Diário do correspondente: as ruas milenares de Damasco

Poucas cidades no mundo, sobretudo em nosso continente podem olhar milênios para trás. A história escrita na América do Sul é tão recente que não chega a cobrir um décimo dos anos de algumas cidades no Oriente Médio. Damasco é considerada por muitos historiadores a mais antiga capital continuamente habitada do mundo e exatamente por isso que suas ruas estreitas e chãos de pedra guardam resquícios de múltiplos impérios.
Visitar uma cidade de mais de 5 mil anos de história é confrontar as suas diferentes influências em cada um dos seus bairros e em cada camada de terra que marcou o início ou o fim de muitas civilizações. A capital síria se mostrou uma localidade mais calma no mundo árabe se comparada com outras capitais que já pude visitar enquanto correspondente. A caoticidade de Bagdá, os ruídos intermináveis do Cairo ou a grande tensão no ambiente de Jerusalém não se fazem presentes pelas ruas de Damasco. Os sons eram mundanos, mas permeados de tranquilidade.

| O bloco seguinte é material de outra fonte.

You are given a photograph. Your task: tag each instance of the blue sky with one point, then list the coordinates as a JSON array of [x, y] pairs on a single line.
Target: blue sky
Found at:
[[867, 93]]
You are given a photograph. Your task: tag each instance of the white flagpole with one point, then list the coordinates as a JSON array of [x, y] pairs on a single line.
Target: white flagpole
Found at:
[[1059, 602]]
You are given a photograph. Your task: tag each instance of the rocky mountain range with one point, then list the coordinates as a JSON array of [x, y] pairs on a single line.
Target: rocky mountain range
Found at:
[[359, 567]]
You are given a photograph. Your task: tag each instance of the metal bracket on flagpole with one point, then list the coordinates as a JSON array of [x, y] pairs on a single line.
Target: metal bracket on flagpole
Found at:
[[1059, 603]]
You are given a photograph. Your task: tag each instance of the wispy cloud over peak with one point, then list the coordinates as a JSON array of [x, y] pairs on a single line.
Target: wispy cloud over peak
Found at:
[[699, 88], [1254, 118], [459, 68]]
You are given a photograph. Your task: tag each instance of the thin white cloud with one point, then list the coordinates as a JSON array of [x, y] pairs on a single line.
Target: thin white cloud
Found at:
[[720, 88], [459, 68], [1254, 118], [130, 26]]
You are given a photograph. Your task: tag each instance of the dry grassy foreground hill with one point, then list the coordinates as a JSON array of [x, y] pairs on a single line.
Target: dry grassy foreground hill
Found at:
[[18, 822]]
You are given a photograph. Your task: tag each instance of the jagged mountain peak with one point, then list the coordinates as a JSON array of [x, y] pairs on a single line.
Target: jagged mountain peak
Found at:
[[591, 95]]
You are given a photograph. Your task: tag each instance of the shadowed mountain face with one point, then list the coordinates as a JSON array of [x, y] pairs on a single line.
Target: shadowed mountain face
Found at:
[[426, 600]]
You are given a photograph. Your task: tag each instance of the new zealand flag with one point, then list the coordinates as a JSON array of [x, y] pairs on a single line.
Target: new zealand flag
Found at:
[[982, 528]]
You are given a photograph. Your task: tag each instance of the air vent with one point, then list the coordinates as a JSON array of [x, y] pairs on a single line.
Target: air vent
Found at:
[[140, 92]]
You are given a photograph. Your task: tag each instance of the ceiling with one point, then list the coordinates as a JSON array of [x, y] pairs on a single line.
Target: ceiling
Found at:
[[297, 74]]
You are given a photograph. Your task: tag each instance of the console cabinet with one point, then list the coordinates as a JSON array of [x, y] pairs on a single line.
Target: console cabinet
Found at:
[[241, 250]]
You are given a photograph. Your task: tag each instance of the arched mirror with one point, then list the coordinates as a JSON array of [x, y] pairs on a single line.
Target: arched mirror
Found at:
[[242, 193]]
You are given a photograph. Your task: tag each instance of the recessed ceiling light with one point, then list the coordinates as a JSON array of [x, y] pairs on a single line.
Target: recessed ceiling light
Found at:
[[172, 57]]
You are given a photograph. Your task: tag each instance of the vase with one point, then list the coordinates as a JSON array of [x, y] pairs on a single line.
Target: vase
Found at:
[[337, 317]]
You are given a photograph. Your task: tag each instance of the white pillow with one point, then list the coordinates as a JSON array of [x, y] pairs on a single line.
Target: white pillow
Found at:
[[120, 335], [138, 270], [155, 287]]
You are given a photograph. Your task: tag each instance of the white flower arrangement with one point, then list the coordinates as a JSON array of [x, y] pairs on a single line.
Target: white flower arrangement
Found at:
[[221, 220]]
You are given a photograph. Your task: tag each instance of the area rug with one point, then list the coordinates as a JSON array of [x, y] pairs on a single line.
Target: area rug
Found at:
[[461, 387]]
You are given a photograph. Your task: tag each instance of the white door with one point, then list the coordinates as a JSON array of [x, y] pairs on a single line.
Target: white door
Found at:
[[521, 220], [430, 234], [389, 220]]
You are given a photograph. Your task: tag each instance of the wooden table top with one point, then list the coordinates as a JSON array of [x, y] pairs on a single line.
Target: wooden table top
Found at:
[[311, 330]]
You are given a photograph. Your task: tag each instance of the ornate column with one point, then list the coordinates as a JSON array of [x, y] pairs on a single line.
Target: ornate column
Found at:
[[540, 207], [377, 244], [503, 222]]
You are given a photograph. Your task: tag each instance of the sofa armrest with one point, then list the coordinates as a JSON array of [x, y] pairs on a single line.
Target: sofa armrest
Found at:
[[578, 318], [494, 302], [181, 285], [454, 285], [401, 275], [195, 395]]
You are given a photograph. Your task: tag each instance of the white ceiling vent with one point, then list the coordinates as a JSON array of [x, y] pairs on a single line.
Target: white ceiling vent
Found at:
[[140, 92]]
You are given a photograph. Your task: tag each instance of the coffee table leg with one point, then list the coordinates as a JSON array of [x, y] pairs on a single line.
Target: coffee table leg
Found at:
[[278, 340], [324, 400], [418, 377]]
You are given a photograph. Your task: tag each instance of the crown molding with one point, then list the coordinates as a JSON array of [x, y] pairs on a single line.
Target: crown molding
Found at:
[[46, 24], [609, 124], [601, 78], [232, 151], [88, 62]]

Durante a recente guerra civil, Damasco foi palco de muitos dos protestos iniciais contra a ditadura Assad, mas em sua parte central não foi tão duramente atingida ou devastada pela guerra como as também milenares Alepo ou Palmira. A população damascena viveu os dramas da guerra através de outras nuances. A falta constante de energia e água, o desemprego em massa, a desvalorização frequente da lira síria. Conversando com os locais, logo nos meus primeiros dias no país, pude ver que mesmo sendo pouco atingidos pelas bombas, cada um carregava uma história da guerra de diversos rincões da Síria, que de uma forma ou de outra, se cruzavam nos bazares de Damasco.
A grande mesquita do Omíada, erguida no terreno de uma basílica no século VII, após invasão islâmica do Levante, também reproduz a essência damascena. Ao contrário das estruturas circulares, com altas cúpulas e cristais opulentes, a quarta mesquita mais importante para os sunitas é mais suntuosa no lado de fora, com um átrio central imenso de mármore, onde os comerciantes das caravanas se encontram há séculos. O sorriso sincero dos sírios ao constatar que o país voltou a receber visitantes estrangeiros, inclusive da América Latina, mostrou o semblante aliviado de um povo que agora vislumbra uma realidade um pouco mais esperançosa.
Menos de 1 km de distância da mesquita, temos o bairro cristão, por onde andou o apóstolo Paulo no século I, enquanto a perseguição ao cristianismo primitivo estava ganhando forma. As igrejas armênias, siríacas católicas, siríacas ortodoxas, grego-ortodoxas e católicas romanas apenas complementam a ampla variedade religiosa que sempre fez parte do Levante e que se sentiu ameaçada em sua essência, durante o auge do terror jihadista do Estado Islâmico há menos de uma década. A cada esquina virada e cena cotidiana observada, uma nova faceta da Síria era apresentada para mim.
Visitar capitais muitas vezes é conhecer a realidade maquiada de uma nação, já que no centro do poder político as amenidades oferecidas àquela população tendem a ser melhores que a dos demais centros urbanos e áreas rurais do país. No caso sírio, Damasco foi uma bela vitrine de uma vida plural. Um pequeno frasco de alguns milhares de anos que traz as imperfeições de traumas históricos, mas os aromas da diversidade cultural apenas encontrada por aqui de forma tão genuína.